At the scene of the attack on Maghazi, people screamed and shouted in the dark as they tried to dig for survivors from the collapsed buildings.

“We were all targeted,” Ahmad Turkomani, who lost several family members, including his daughter and grandson, told the Associated Press. “There is no safe place in Gaza anyway.”

The Israeli military said it was reviewing the Maghazi incident.

The latest casualties came after an earlier announcement on Sunday from the Gaza health ministry that Israeli airstrikes had killed 166 Palestinians in 24 hours, one of the single deadliest days of the 12-week-old conflict.

More than 20,400 Palestinians have been killed since Israel declared war in response to the 7 October attack by Hamas on Israel, in which the Palestinian militant group killed 1,140 people and seized another 240 as hostages.

This year’s Christmas celebrations across Israel and the occupied Palestinian territories were cancelled in solidarity with the people of Gaza.

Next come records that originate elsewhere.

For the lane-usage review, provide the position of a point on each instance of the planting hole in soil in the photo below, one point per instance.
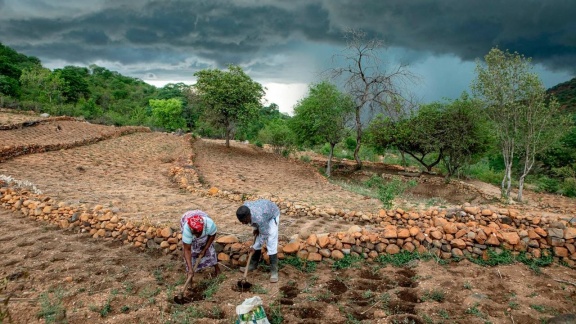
(194, 294)
(401, 307)
(243, 285)
(286, 301)
(408, 273)
(407, 283)
(309, 312)
(367, 274)
(289, 291)
(337, 287)
(408, 318)
(407, 295)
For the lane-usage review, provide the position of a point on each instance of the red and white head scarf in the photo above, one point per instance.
(196, 223)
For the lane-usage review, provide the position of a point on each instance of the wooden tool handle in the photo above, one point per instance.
(189, 280)
(248, 264)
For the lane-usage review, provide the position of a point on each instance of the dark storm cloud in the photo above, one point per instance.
(236, 32)
(543, 30)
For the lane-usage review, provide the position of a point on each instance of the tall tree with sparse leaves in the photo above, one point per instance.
(516, 102)
(322, 117)
(229, 97)
(372, 85)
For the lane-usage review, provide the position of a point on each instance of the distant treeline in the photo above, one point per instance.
(107, 97)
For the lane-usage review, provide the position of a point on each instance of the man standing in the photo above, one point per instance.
(264, 216)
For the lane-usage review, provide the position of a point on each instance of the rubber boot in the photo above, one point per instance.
(274, 268)
(253, 262)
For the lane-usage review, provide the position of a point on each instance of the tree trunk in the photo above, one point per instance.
(227, 134)
(404, 163)
(358, 140)
(528, 163)
(329, 163)
(520, 187)
(508, 155)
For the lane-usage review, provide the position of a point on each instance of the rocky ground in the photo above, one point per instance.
(57, 276)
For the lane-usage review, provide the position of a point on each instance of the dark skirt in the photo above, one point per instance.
(210, 259)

Instead of the traditional parade and joyous midnight service in the occupied West Bank town of Bethlehem, where Jesus was believed to have been born, Palestinian Christians held a subdued mass with hymns and prayers for peace.

“This day is supposed to be a day of love and happiness but look around you, there are no smiles on people’s faces. Bethlehem is sad and dark. There are no decorations, no carols or a Christmas tree,” said the Reverend Louis Salman. “I blame the decision-makers who watch what is happening to the children of Gaza and do nothing.”

For Israel, the war has also exacted what the prime minister, Benjamin Netanyahu, called on Sunday a “very heavy cost” – 15 Israeli soldiers have been killed in intense ground skirmishes with Hamas since Friday, bringing the total to 156 combat losses.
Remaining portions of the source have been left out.